6 Assignment 1: Timeline of Your Life
Turn your notebook sideways and fold the paper in half (hot dog style). Draw a line across the fold. Label the line as if it was a time line, starting with the year of your birth (1993?) to today (2009). Your assignment: Come up with at least eight of the most important events from your life and label them on the timeline. You can have more. These events can include things such as birthday, day you started high school, quinceanera, first car, first time you did something you loved, first boyfriend/girlfriend… whatever you want. They should be the eight most important events from your life so far.

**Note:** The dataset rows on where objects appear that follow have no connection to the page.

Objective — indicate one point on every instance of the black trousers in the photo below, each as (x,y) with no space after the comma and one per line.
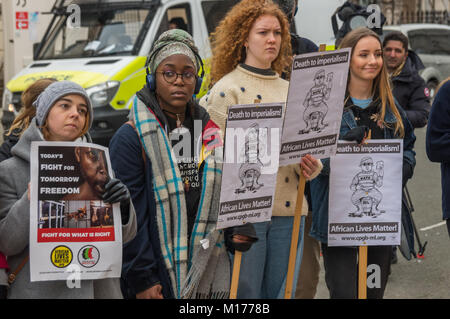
(448,226)
(341,271)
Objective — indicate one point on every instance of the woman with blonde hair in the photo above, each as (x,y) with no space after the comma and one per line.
(63,113)
(369,106)
(19,125)
(251,48)
(23,119)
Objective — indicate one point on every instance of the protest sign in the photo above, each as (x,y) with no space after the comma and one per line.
(314,105)
(70,225)
(365,194)
(252,144)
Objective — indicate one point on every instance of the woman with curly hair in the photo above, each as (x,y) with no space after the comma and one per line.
(251,48)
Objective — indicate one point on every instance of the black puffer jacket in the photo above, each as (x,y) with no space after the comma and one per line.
(411,92)
(5,148)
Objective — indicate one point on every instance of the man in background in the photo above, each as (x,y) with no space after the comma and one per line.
(409,87)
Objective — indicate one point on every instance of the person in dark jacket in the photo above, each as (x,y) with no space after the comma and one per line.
(168,154)
(438,142)
(369,105)
(409,87)
(299,44)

7 October, 1999 Climbed Half Dome in Yosemite. June, 2007 Got a job teaching seventh grade at River Heights August, 1995 I entered Corona Fundamental Intermediate School June, 2001 Graduated high school July 18, 1983 I was born in Anaheim, California June, 2006 Graduated from UCR _______________________________________________________________________ 1990 1983 1996 2003 2009 December 14, 1984 Unfortunately, my sister Bekah was born. June, 1995 Graduated from Lincoln Alternative School September, 1997 I entered Santiago High School. June 22, 2003 Married Mrs. Robinson 1999 I got my first car (1981 Chevy Cavalier) 1996 Climbed my first mountain (Mt. San Jacinto) September, 2009 Accepted a new position teaching 11th and 12th grade at Roosevelt.

8 Your Personal History You are going to write me a five paragraph essay about your life on a separate sheet of paper. The essay should include: 1 paragraph introduction, 3 body paragraphs, and 1 conclusion paragraph. You will spend the remainder of the period working on this. Remember, in this class we’ll be studying important events as well as the broad picture of long periods of time. You should tell me your story the same way! Use your timeline as a reference. Give me a broad picture of your life. When were you born? Where? Where did you grow up? Tell me about your family. What elementary school are you coming from? What are some of your hobbies? Be sure to include important specifics about your life. What do you think some of the most important events of your life are? What you don’t finish in class is homework, so get to work!

9 Assignment 2: Phocabulary
Phocabulary means Photo-vocabulary. Fold your paper in half, Cornell note style. You are going to be choosing ten of the following words, defining them, and drawing a picture to represent each term. The terms can be found on page 3 – 6. Words: need, want, economics, goods, services, scarcity, shortage, factors of production, land, labor, capital, physical capital, human capital, and entrepreneur. Whatever you do not finish today is homework.